Tosender Applaus brach los. Hunderte Schüler sprangen von ihren Stühlen, Jubelschreie erklangen, ein Blitzlichtgewitter brach los. Samantha schüttelte hastig die dargebotenen Hände der Schulleiter und Funktionäre, der Vertrauenslehrer und Coaches, bevor sie vom Podium mitten in die Masse überschwänglicher Schüler hineinhüpfte. Gefangen im Chaos der aufgeregten Schüler konnte sie kaum etwas sehen, doch plötzlich griff eine warme Hand nach ihrer und zog sie ein kleines Stück durch die Menge, bis sie schließlich in der festen Umarmung ihrer besten Freundin steckte.

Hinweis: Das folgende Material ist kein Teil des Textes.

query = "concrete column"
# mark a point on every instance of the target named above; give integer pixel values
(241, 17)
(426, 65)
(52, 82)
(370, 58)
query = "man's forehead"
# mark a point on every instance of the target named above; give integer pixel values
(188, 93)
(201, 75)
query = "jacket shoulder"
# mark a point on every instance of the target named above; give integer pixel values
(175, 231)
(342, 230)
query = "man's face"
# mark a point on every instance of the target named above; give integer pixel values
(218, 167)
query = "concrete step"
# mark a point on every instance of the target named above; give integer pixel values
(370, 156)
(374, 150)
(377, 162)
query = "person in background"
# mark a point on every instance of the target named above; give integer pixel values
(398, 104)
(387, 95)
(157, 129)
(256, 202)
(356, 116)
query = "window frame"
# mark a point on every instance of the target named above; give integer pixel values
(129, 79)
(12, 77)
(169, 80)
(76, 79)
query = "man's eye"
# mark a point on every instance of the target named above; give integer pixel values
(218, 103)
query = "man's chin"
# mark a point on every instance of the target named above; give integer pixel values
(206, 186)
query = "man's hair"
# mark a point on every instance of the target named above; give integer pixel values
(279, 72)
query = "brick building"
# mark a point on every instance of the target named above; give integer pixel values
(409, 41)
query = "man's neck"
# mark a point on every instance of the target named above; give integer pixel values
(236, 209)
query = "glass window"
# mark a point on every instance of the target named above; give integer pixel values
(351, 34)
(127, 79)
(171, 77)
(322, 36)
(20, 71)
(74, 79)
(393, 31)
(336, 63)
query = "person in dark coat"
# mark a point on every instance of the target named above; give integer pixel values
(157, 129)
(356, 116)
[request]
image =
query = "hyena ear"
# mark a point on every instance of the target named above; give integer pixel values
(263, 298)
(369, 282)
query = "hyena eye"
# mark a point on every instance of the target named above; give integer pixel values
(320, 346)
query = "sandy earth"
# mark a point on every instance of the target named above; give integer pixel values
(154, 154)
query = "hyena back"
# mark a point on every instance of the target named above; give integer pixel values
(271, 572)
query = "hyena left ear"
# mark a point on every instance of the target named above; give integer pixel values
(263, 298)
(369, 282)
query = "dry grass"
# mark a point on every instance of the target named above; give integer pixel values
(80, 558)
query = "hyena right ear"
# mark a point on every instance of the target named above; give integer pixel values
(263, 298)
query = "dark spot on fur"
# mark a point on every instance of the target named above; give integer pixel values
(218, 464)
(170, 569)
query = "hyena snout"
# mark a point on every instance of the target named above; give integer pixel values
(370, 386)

Dann ging alles ganz schnell. Schulleiter Johnson trat noch einmal ans Podium, rückte das Mikrophon zurecht und verkündete: »Herzlichen Glückwunsch der Abschlussklasse von 2010! Ihr habt es geschafft!«

Freudentränen und lautes Gelächter erfüllten die Luft, die Jubelschreie wurden immer lauter. Dann segelten die dunkelgrünen Graduation-Caps von mehr als dreihundert Absolventen gleichzeitig durch die Luft und es schien, als würde für einen kurzen Moment die Welt stillstehen.

Samantha hob den Kopf Richtung Decke. Wie in Zeitlupe flogen die grünen Hüte mit den goldenen Quasten aufwärts, schienen dort oben beinahe für einen Moment zu verharren, bis sie zurück gen Boden taumelten. Sie schloss die Augen und sog den Moment in sich auf. Freude, Erleichterung und ein unbestimmtes Gefühl von Freiheit verwoben sich zu einem Strudel positiver Emotionen, die ihr beinahe das Gefühl gaben, als könne sie schweben; einfach die Füße vom Boden heben und davonsegeln durch die Luft, über die Berge, irgendwohin, wo es keine Sorgen und Probleme gab. Für wenige Sekunden fühlte Samantha sich, als würde ihr die ganze Welt mit all ihren strahlendsten Facetten ganz allein gehören.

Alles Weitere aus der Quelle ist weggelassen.